Bonneterie Céline, Place de la Concorde, 1991
Jean-Daniel Lorieux

Ces rencontres doivent moins au hasard qu’à la personnalité séduisante et joyeuse du photographe. Les magazines et les marques publieront nombre de ses images emblématiques pendant plus de quatre décennies. Jean-Daniel Lorieux aime quand les mondes se croisent et se chevauchent. A ses dépens, parfois, consent celui qui a été convoqué dans l’affaire Markovic – le meurtre de l’ancien homme à tout faire d’Alain Delon en 1968 – en raison de son amitié avec l’acteur français. Mais le plus souvent, c’est à son honneur. Comme le lien qui l’unit à la famille Fragonard : originaire de Mougins, non loin de Grasse, il venait photographier une série de mode à la piscine Costa, avec qui sa mère Solange était de très bonne amie. Il y a une dizaine d’années, il retrouve leurs filles, Anne, Agnès et Françoise Costa, qui dirigent aujourd’hui la maison de parfum. L’idée d’une exposition fait son chemin, jusqu’en juin 2024.

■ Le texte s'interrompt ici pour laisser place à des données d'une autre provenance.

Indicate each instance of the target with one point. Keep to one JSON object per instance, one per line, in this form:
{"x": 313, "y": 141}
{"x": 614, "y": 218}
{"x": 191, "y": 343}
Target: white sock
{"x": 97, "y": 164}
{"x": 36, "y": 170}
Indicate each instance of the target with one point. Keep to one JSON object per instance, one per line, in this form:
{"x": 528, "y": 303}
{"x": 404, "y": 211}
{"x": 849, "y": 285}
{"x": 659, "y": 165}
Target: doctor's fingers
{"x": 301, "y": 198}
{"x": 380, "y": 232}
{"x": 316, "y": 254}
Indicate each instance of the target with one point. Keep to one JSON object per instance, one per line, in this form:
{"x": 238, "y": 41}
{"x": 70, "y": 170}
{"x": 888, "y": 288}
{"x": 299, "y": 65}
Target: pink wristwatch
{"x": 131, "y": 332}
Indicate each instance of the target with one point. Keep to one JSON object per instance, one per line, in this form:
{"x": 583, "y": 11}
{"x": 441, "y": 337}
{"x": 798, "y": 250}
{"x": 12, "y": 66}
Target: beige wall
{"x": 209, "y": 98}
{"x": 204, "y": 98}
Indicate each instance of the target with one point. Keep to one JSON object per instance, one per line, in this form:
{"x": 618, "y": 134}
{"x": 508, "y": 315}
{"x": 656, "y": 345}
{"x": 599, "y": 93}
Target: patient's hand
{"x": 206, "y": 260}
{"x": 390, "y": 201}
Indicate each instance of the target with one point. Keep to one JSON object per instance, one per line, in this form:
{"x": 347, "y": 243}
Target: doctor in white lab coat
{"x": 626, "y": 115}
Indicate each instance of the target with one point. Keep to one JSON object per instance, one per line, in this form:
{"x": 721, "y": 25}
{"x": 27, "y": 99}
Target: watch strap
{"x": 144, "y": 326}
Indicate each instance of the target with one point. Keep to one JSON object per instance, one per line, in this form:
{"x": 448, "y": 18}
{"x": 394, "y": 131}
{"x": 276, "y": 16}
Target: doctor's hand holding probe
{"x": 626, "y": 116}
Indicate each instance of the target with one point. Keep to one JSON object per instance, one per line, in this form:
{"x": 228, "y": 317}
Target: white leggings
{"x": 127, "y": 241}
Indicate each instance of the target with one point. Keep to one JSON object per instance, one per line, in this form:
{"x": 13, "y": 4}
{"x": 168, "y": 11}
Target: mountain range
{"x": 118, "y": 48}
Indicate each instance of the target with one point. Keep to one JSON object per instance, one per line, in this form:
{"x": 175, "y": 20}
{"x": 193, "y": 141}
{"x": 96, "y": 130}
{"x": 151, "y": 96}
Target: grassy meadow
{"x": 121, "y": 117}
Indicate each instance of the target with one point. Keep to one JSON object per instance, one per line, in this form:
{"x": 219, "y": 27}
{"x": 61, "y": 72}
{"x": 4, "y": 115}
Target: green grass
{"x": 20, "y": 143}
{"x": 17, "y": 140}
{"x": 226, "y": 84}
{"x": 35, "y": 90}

La famille Chirac photographiée par Jean-Daniel Lorieux (cette image n’est pas présente dans l’exposition de Grasse)
Jean-Daniel Lorieux

L’homme de 87 ans ne recule pas devant son plaisir d’être célébré, sans se vanter, et navigue d’une photo à l’autre, racontant les coulisses. Il explique son goût pour le poisson non pas dans l’assiette mais sur film, comme celui acheté aux pêcheurs quelques minutes avant le shooting du modèle d’un nouveau rouge à lèvres Dior. Et ces deux autres attrapés par sa copine, le mannequin Triffie qui détenait alors le record de pêche sportive au makaire blanc. Elle les tient à bout de bras sur l’une de ses photos les plus célèbres, pour la marque V de V. Autre cliché resté dans les annales, cet égoutier de la ville de Paris commandé par l’épouse du maire, Bernadette Chirac, place de Concord. Jean-Daniel Lorieux vient d’une autre époque, où les moyens alloués aux séries de mode étaient illimités et la concurrence féroce entre magazines et photographes. A l’évocation de Hans Feurer, Guy Bourdin et Helmut Newton, il exprime son admiration, les posant en artistes où il «bricoler« . Fausse pudeur ? Evidemment, mais la pirouette est rafraîchissante au vu des égos portés en bandoulière par les fashionistas… Le revoilà. Il est attendu pour déjeuner à l’Eden Roc. Soudain l’ambiance revient à celle d’un samedi pluvieux.
« Jean-Daniel Lorieux – Photographe béni », jusqu’au 6 octobre au Musée Fragonard de Grasse. Lire Solaire Jean Daniel Lorieux (éd. Michel Lafont).